Sony e Nintendo sono al centro di una crisi silenziosa ma potenzialmente dirompente: la scarsità globale di memoria a causa della domanda massiccia generata dall’industria dell’intelligenza artificiale sta rimettendo in discussione piani che fino a poche settimane fa sembravano acquisiti. Secondo un approfondimento di Bloomberg, la carenza di DRAM e HBM ha portato Sony a prendere in considerazione l’ipotesi di rinviare il debutto della sua prossima console fino al 2028, o addirittura al 2029. Allo stesso tempo, Nintendo starebbe valutando l’opzione opposta: alzare il prezzo del suo Switch 2 per compensare l’aumento dei costi di produzione.
Nel mercato delle console, le tempistiche contano quanto il contenuto: un lancio sbagliato per rapporto qualità‑prezzo o con scorte insufficienti può trasformare un debutto atteso in un passo falso commerciale. Per questo lo spettro di un posticipo da parte di Sony non significa semplicemente uno slittamento di calendario, ma un ripensamento strategico che impatta pubblicazioni, roadmap dei publisher e la domanda dei consumatori. Se la finestra 2027 venisse spostata, la famiglia PS5 potrebbe allungare ancora la sua vita commerciale, con Sony che potrebbe puntare su update hardware intermedi o su nuove strategie di ecosistema per mantenere l’engagement.
Nintendo pronta agli aumenti?
Dall’altra parte, Nintendo deve valutare il trade‑off fra raggiungere profitti adeguati e mantenere la forza vendite di uno dei suoi prodotti bandiera.
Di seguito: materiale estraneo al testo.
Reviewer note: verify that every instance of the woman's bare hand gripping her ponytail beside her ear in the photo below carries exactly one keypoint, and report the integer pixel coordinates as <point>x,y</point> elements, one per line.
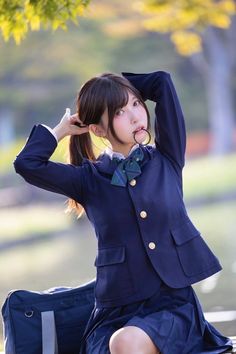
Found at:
<point>67,126</point>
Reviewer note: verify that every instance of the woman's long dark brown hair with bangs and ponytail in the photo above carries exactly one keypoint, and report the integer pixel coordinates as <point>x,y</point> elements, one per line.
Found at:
<point>107,90</point>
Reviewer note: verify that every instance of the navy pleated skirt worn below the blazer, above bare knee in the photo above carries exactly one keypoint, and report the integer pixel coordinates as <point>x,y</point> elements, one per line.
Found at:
<point>172,318</point>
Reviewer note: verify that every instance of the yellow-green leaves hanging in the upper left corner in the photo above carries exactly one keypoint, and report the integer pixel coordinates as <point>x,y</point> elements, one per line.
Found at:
<point>18,16</point>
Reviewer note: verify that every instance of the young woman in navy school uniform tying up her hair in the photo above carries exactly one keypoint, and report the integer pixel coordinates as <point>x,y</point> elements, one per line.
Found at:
<point>149,251</point>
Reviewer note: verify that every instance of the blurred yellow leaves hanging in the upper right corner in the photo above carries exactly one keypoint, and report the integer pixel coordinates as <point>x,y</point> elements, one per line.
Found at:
<point>186,20</point>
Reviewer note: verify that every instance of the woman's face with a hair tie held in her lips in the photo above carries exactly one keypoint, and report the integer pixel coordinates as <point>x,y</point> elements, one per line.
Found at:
<point>127,120</point>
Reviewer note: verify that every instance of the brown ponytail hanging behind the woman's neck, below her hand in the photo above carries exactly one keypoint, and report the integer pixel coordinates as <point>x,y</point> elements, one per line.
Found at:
<point>80,146</point>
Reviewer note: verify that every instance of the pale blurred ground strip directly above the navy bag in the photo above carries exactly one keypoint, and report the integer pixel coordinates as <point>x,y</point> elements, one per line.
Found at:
<point>64,261</point>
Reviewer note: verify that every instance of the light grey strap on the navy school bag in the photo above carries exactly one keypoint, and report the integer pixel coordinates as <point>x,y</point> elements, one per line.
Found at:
<point>49,335</point>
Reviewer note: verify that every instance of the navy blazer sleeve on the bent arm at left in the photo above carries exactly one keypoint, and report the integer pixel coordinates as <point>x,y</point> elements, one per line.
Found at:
<point>33,164</point>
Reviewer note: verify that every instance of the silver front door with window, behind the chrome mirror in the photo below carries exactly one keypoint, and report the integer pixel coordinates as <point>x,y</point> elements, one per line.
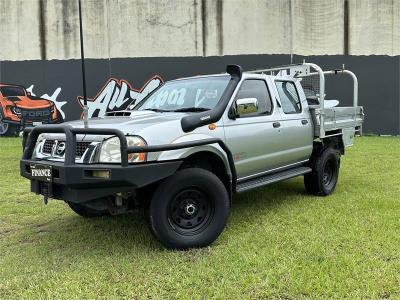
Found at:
<point>253,140</point>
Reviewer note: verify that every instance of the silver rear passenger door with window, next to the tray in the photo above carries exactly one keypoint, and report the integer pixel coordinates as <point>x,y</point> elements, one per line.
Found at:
<point>296,125</point>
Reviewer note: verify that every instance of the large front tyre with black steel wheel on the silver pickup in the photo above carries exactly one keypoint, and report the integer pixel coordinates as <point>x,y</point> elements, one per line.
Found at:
<point>189,209</point>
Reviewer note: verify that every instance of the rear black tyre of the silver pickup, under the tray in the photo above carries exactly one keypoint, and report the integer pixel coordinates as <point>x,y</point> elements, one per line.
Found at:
<point>325,172</point>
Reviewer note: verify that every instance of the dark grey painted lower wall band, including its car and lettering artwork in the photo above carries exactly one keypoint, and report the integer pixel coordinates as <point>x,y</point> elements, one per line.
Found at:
<point>50,91</point>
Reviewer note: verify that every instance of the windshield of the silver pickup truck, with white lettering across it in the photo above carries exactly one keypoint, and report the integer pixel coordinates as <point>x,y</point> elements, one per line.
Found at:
<point>194,94</point>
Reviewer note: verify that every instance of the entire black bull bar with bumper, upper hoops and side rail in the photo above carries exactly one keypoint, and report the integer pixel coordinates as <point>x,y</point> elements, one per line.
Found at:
<point>75,182</point>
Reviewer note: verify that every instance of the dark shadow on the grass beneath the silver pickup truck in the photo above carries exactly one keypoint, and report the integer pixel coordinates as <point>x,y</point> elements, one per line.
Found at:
<point>72,235</point>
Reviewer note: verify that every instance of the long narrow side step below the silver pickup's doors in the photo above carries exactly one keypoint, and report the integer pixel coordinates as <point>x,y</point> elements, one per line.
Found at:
<point>271,178</point>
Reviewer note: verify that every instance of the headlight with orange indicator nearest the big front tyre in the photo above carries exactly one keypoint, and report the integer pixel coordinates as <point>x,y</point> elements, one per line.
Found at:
<point>110,151</point>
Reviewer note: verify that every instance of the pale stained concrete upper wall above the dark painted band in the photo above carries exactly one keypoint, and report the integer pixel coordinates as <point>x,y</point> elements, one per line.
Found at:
<point>49,29</point>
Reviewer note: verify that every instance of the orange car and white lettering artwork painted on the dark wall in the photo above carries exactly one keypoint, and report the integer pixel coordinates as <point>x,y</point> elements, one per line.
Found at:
<point>20,107</point>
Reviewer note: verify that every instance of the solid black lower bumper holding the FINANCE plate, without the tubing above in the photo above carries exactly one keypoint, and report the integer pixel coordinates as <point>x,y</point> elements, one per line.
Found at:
<point>75,183</point>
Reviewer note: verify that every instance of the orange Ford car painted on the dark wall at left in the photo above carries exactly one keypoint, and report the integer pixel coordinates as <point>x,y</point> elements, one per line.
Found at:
<point>18,108</point>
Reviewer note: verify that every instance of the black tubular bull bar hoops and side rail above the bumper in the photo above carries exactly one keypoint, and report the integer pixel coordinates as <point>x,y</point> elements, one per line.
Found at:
<point>31,135</point>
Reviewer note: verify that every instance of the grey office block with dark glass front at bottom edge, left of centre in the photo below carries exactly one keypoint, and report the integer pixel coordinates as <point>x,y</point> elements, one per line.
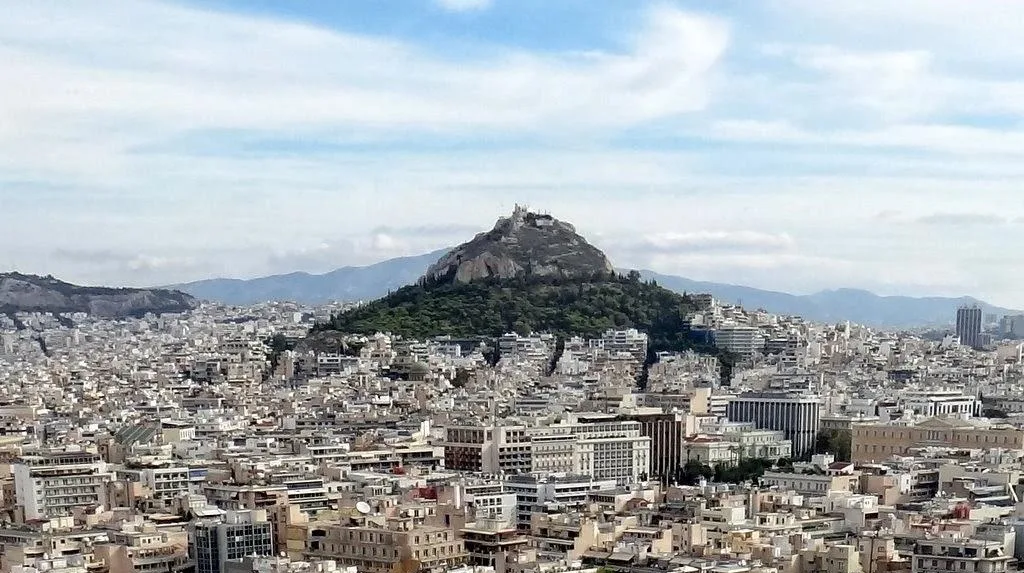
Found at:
<point>242,535</point>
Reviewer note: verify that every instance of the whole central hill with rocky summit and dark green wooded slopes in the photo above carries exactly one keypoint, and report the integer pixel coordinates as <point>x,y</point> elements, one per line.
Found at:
<point>559,284</point>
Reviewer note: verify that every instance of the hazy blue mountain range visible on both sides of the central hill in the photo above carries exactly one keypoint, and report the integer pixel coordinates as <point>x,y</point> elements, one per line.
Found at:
<point>367,283</point>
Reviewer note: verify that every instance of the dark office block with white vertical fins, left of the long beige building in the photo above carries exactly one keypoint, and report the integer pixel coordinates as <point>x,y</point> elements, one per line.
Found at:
<point>794,415</point>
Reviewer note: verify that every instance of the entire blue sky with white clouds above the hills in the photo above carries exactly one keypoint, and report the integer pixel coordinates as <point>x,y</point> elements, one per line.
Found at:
<point>786,145</point>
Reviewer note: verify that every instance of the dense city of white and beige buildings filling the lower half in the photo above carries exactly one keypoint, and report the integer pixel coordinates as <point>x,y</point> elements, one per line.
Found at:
<point>185,443</point>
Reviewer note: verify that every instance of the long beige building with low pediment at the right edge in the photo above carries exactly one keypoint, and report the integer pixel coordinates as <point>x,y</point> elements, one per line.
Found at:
<point>878,443</point>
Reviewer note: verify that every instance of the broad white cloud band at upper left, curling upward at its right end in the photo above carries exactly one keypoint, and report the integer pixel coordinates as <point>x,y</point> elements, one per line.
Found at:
<point>143,73</point>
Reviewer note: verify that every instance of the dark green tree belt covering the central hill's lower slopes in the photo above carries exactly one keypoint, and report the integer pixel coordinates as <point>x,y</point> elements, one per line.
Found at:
<point>584,307</point>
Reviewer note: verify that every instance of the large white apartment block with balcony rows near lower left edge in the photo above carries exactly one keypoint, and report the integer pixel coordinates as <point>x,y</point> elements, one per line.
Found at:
<point>53,484</point>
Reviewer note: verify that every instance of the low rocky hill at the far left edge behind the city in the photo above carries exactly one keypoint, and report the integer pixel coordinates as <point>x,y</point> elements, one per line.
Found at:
<point>26,293</point>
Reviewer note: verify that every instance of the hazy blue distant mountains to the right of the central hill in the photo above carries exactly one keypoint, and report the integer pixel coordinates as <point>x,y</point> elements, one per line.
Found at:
<point>856,305</point>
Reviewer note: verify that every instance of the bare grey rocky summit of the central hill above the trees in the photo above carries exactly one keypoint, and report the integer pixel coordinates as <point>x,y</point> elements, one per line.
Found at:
<point>524,245</point>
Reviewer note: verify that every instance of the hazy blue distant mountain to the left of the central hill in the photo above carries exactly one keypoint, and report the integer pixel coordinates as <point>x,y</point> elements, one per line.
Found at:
<point>347,284</point>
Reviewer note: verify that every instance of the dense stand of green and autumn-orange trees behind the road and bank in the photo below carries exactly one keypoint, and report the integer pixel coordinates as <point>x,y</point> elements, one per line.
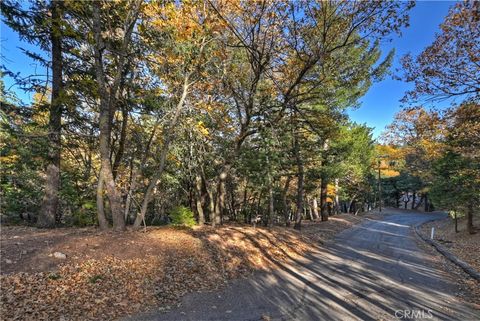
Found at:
<point>204,112</point>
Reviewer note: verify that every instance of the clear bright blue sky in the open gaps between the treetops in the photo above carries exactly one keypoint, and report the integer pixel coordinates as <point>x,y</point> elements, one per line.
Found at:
<point>378,106</point>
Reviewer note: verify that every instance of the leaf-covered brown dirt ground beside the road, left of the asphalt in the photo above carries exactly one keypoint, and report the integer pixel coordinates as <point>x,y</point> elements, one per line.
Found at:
<point>85,274</point>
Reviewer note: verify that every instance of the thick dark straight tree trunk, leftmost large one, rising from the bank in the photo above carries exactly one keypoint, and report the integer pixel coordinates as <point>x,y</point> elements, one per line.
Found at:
<point>49,208</point>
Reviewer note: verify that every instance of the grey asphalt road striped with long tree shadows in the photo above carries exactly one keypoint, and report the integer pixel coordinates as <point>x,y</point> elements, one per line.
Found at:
<point>374,271</point>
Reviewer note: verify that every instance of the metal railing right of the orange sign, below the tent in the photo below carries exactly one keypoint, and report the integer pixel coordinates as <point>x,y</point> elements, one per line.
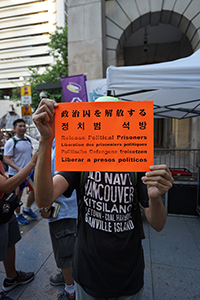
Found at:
<point>179,159</point>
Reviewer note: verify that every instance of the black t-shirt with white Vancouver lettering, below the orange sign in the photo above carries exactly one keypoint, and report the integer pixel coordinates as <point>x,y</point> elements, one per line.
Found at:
<point>108,257</point>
Un aumento di prezzo per Switch 2 renderebbe il device meno impulsivo per molte fasce di mercato, ma potrebbe risultare necessario se i costi delle memorie e di altri componenti rimangono elevati. La reazione dei consumatori e degli investitori sarà cruciale: Nintendo sta osservando con attenzione l’andamento delle supply chain e le dinamiche del mercato globale per decidere la strada migliore.
Per i partner e gli OEM — i produttori di componenti e i marchi che collaborano nella realizzazione di hardware — la situazione è un banco di prova. Alcuni costi sono già passati alle aziende, alcuni scaglioni di prezzo hanno iniziato a muoversi, e le decisioni che verranno prese nei prossimi mesi potranno ridefinire il panorama hardware per più anni. Inoltre, la complessità geopolitica, i dazi e le politiche commerciali internazionali aggiungono ulteriore incertezza al conto economico finale.
Cosa può fare il giocatore medio ora? Innanzitutto non farsi prendere dal panico: un possibile rinvio di Sony non significa la fine delle uscite, ma piuttosto più tempo per PS5 e potenzialmente più attenzione a patch, servizi e versioni migliorate per la generazione corrente. Per chi aspettava Switch 2 come upgrade immediato, valutare tempistiche e prezzo diventerà fondamentale: i vantaggi di una nuova macchina vanno sempre confrontati con il rapporto costo/beneficio personale.
Cosa ci aspetta nei prossimi mesi?
Il quadro rimane in evoluzione. Bloomberg parla di «persone vicine alle aziende», e né Sony né Nintendo hanno rilasciato commenti ufficiali che confermino o smentiscano le ipotesi. Nei prossimi mesi è probabile che vedremo ulteriori sviluppi: annunci ufficiali, mosse di marketing per allungare il ciclo vitale delle console attuali, o iniziative da parte degli OEM per offrire alternative hardware su più fasce di prezzo.
Per ora, il takeaway è chiaro: la rivoluzione AI non riguarda solo software e data center, ma sta già riscrivendo la geografia fisica dell’hardware consumer. Per gli appassionati, resta da monitorare due cose con attenzione: le dichiarazioni ufficiali di Sony e Nintendo e gli spostamenti dei prezzi dei componenti sul mercato internazionale.